Multiple Oppositions Therapy

Multiple Oppositions Therapy: In contrast to minimal pairs therapy, which focuses on contrasting paired sounds, multiple oppositions theory dictates that several speech sound errors be targeted and contrasted at the same time.

Multiple Oppositions reportedly works best with children who present with moderate to severe phonological disorder. Generally, the kids who are mostly unintelligible to unfamiliar listeners would benefit most from multiple oppositions therapy. This powerful therapy has the potential to dynamically restructure and reorganize a child's phonological system in the shortest amount of time. 

Children with moderate to severe phonological disorder may substitute several or many sounds with a single phoneme. This mass substitution of consonant sounds to a single phoneme is known as a phoneme collapse.

What is a Phoneme Collapse? 

A phoneme collapse is when a child uses a single consonant sound in place of other consonant sounds. The more extensive the phoneme collapse, the greater the impact on a child's overall speech intelligibility.

For example, a child may substitute /t/ for multiple consonant phonemes as he/she attempts the adult speech form. For instance, /t/ may be produced instead of /s/ /f/ /l/ and /t ʃ/. So the words sore, fore, lore and chore would all be produced by the child as tore. Note that all the initial phonemes have collapsed to /t/. 

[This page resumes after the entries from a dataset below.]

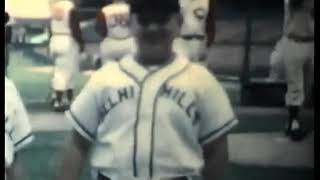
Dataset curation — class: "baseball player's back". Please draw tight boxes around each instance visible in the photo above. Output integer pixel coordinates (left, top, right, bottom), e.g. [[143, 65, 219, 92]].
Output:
[[60, 0, 238, 180], [67, 56, 237, 179]]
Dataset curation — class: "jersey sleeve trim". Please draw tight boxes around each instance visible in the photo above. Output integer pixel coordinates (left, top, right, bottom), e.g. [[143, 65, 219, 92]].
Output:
[[14, 133, 33, 151], [66, 110, 95, 142], [199, 118, 238, 145]]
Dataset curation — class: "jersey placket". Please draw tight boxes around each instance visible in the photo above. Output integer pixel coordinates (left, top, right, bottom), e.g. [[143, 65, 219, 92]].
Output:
[[120, 55, 188, 178]]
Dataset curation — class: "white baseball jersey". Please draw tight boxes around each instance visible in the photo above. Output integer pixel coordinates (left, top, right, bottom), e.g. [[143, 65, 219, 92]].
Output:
[[100, 2, 135, 62], [49, 0, 80, 91], [5, 78, 33, 167], [174, 0, 209, 61], [66, 56, 238, 180]]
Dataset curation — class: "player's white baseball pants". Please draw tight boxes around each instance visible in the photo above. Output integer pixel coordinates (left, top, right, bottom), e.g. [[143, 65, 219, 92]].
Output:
[[50, 35, 80, 91], [269, 37, 285, 81], [280, 37, 314, 106]]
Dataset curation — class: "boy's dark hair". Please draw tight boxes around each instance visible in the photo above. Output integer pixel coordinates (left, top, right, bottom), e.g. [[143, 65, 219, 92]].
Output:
[[129, 0, 180, 23]]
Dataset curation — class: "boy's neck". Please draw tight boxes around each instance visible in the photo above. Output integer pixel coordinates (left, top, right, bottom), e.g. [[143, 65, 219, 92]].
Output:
[[135, 52, 176, 66]]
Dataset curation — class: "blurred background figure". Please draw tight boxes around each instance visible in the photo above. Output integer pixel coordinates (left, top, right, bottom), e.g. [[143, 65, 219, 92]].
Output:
[[96, 0, 135, 68], [5, 11, 33, 180], [270, 0, 314, 141], [49, 1, 84, 111], [175, 0, 215, 65]]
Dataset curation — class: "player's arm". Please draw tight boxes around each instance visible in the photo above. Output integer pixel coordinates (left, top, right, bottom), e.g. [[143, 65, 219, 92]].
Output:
[[69, 8, 84, 52], [197, 69, 238, 180], [206, 0, 216, 47], [57, 131, 91, 180], [202, 135, 229, 180], [58, 75, 103, 180]]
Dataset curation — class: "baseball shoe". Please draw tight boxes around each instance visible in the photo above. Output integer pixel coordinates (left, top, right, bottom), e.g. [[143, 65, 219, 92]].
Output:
[[53, 100, 64, 112], [285, 119, 308, 142]]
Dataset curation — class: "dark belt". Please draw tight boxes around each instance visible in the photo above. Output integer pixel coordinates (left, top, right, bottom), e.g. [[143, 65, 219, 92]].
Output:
[[181, 34, 206, 41], [287, 34, 314, 42], [98, 173, 188, 180]]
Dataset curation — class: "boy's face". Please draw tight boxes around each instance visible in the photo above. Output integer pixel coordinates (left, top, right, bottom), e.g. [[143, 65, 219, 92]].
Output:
[[131, 13, 182, 58]]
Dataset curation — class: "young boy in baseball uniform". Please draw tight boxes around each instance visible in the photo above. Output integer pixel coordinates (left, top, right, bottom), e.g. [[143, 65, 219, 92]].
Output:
[[96, 0, 135, 64], [174, 0, 215, 65], [49, 0, 84, 111], [4, 13, 33, 180], [270, 0, 314, 141], [58, 0, 238, 180]]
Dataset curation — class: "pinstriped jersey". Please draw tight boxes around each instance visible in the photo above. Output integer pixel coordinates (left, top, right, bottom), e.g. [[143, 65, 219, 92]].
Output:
[[5, 78, 33, 167], [66, 56, 238, 179]]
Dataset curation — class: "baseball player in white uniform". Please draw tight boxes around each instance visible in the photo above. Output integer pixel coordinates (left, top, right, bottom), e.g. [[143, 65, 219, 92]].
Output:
[[5, 77, 33, 180], [49, 0, 84, 111], [270, 0, 314, 140], [96, 0, 135, 64], [5, 77, 33, 179], [58, 0, 238, 180], [174, 0, 215, 65], [4, 13, 33, 180]]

A significant phoneme collapse, where, for instance,  up to 18-20 consonant sounds are substituted by a single phoneme, can have a significant impact on a child's intelligibility. It's important to note that children with severe phonological disorder may present with several phoneme collapses. A significant phoneme collapse can render a child's speech all but unintelligible.  

A key component of multiple oppositions intervention is the specific selection of appropriate speech targets using a distance metric.

What is a Distance Metric?

A distance metric enables the clinician to identify and select the sounds across a rule set that have the most potential to restructure the child's phonological sound system. A key component of the distance metric is that the function of a sound is dependent on the role the sound plays in an individual's sound system. Selection of target sounds is based on a child's specific sound errors, which are unique and individual to that child. (Williams, 2006) A child's error pattern may develop as a result of the child's attempts to produce adult type speech, but, due to a limited sound system, result in a phoneme collapse.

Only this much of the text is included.